DataParallel output differs from its module


I am trying to do multi-task learning with two classification layers from single shared representation.
I believe, having two nn.Linear layers would not differ from having one nn.Linear layer then split,
but it occurs to me they work differently when used with nn.DataParallel.

Please see the code at the bottom.
<class ‘Split’> has one nn.Linear then splits the output.
<class ‘TwoHeads’> has two nn.Linear layers.

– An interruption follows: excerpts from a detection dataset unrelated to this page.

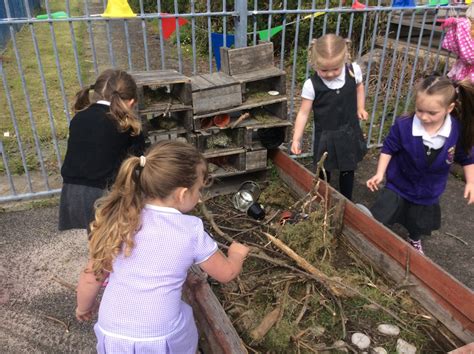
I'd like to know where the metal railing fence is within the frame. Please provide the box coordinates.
[0,0,465,202]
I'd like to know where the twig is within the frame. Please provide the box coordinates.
[395,252,416,291]
[295,283,311,326]
[51,275,76,292]
[217,242,406,326]
[41,315,69,333]
[262,232,347,296]
[201,203,234,243]
[445,232,468,246]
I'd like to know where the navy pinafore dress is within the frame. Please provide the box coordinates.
[311,65,367,171]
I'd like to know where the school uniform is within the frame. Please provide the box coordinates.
[301,63,367,171]
[59,101,145,230]
[371,114,474,240]
[94,205,218,354]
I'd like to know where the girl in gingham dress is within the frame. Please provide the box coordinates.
[76,141,249,353]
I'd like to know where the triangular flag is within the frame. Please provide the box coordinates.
[352,0,366,10]
[211,32,235,70]
[303,12,324,20]
[257,26,283,41]
[102,0,137,17]
[161,13,188,39]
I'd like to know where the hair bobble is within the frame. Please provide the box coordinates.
[140,155,146,168]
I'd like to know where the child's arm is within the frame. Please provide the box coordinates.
[291,98,313,155]
[367,153,392,192]
[199,242,249,283]
[463,164,474,204]
[356,83,369,120]
[76,261,102,321]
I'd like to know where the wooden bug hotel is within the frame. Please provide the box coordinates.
[132,43,474,353]
[132,42,291,183]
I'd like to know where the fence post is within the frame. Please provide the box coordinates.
[234,0,248,48]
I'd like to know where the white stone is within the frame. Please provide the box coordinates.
[351,332,370,349]
[332,340,349,353]
[397,338,416,354]
[377,324,400,336]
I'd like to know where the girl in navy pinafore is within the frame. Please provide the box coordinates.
[291,34,368,199]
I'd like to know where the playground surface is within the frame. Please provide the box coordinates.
[0,156,474,353]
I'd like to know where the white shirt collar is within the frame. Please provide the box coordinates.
[320,65,346,89]
[412,114,453,139]
[145,204,181,214]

What I do in the main code is to compare the outputs of




For Split the output coincides.
For TwoHeads the output differs.

And the code here.

import torch
import torch.nn as nn

class Split(nn.Module):
    def __init__(self):
        super(Split, self).__init__()
        self.linear = nn.Linear(10, 5)

    def forward(self, x):
        out = self.linear(x)
        out1, out2 = torch.split(out, 3, dim=1)
        return out1, out2

class TwoHeads(nn.Module):
    def __init__(self):
        super(TwoHeads, self).__init__()
        self.linear1 = nn.Linear(10, 3)
        self.linear2 = nn.Linear(10, 2)

    def forward(self, x):
        out1 = self.linear1(x)
        out2 = self.linear2(x)
        return out1, out2

if __name__ == '__main__':
    net1 = Split()
    net2 = TwoHeads()

    for net in [net1, net2]:
        net = nn.DataParallel(net, list(range(4)))

        with torch.no_grad():
            data = torch.randn(500, 10).cuda()

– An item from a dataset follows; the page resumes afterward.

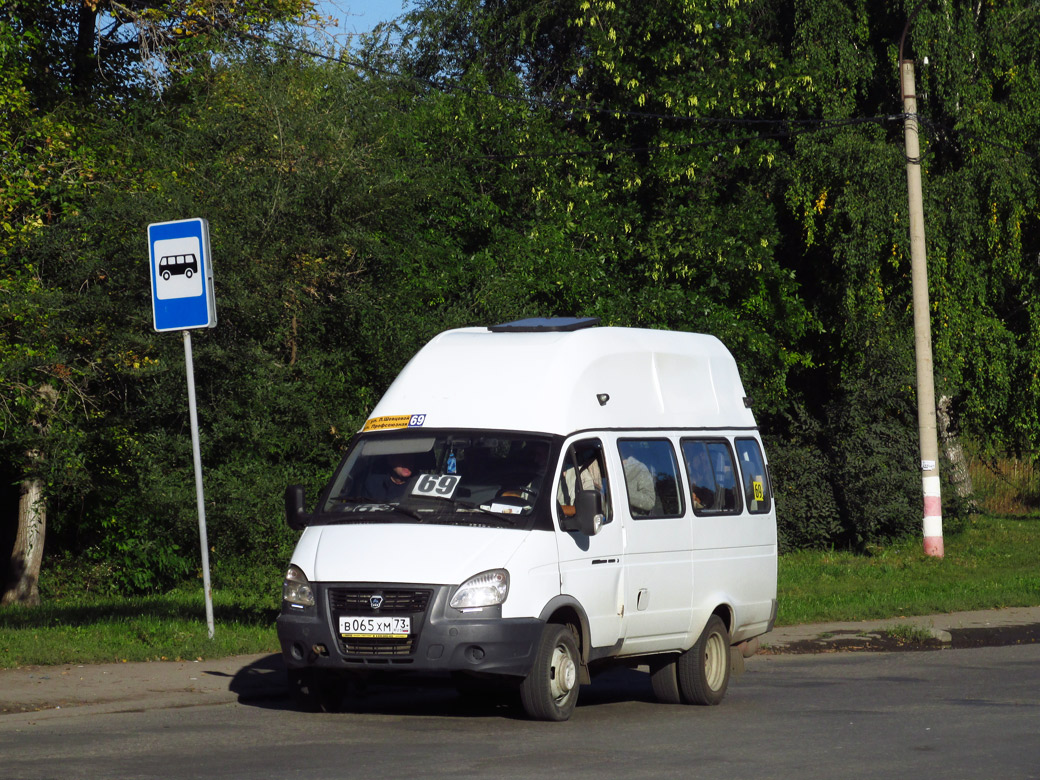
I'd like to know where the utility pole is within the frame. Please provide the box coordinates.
[900,62,943,557]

            out1, out2 = net(data)
            mod1, mod2 = net.module(data)

            print(int(not torch.equal(out1, mod1)), end=' ')
            print(int(not torch.equal(out2, mod2)), end=' ')

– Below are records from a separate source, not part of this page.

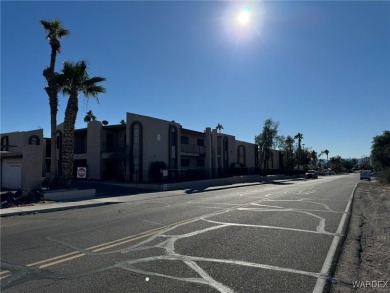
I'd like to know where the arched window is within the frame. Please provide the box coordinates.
[1,136,9,151]
[237,145,246,166]
[223,136,229,170]
[28,135,40,145]
[169,125,178,169]
[130,121,143,182]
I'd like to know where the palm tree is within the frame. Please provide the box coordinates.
[84,110,96,123]
[294,132,303,169]
[215,123,223,133]
[57,61,106,187]
[323,150,329,166]
[41,18,70,182]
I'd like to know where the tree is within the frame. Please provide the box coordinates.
[329,156,342,173]
[84,110,96,123]
[371,130,390,171]
[294,132,303,169]
[279,135,295,173]
[255,119,279,176]
[322,150,329,165]
[215,123,223,133]
[310,150,318,166]
[57,61,106,187]
[41,18,70,183]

            print((out1 - mod1).abs().max(), (out2 - mod2).abs().max())

For me, the output looks like

0 0 tensor(0., device=‘cuda:0’) tensor(0., device=‘cuda:0’)
0 1 tensor(0., device=‘cuda:0’) tensor(2.3842e-07, device=‘cuda:0’)

My questions are:

  • Is it intended?
  • If it is because the computation graph uses the same variable twice, shall I always avoid ‘branching’ the computation graph?
  • What would be the correct way to do multi-task learning with DataParallel?

The error of 1e-7 is most likely due to floating point precision (usually you expect the error for FP32 to be in ~1e-6), so it seems your code is working fine.

x = torch.randn(10, 10, 10)
sum1 = x.sum()
sum2 = x.sum(0).sum(0).sum(0)
print(sum1 - sum2)
> tensor(-3.8147e-06)

Thank you so much for your answer and the code.

I firstly thought of it too, and I repeated the same experiment many times and on another machine but
the error still occurs for <class ‘TwoHeads’> at the second output only.

Would it be still most likely the floating point error?

Since the error is that low, I would still assume it’s still due to floating point precision.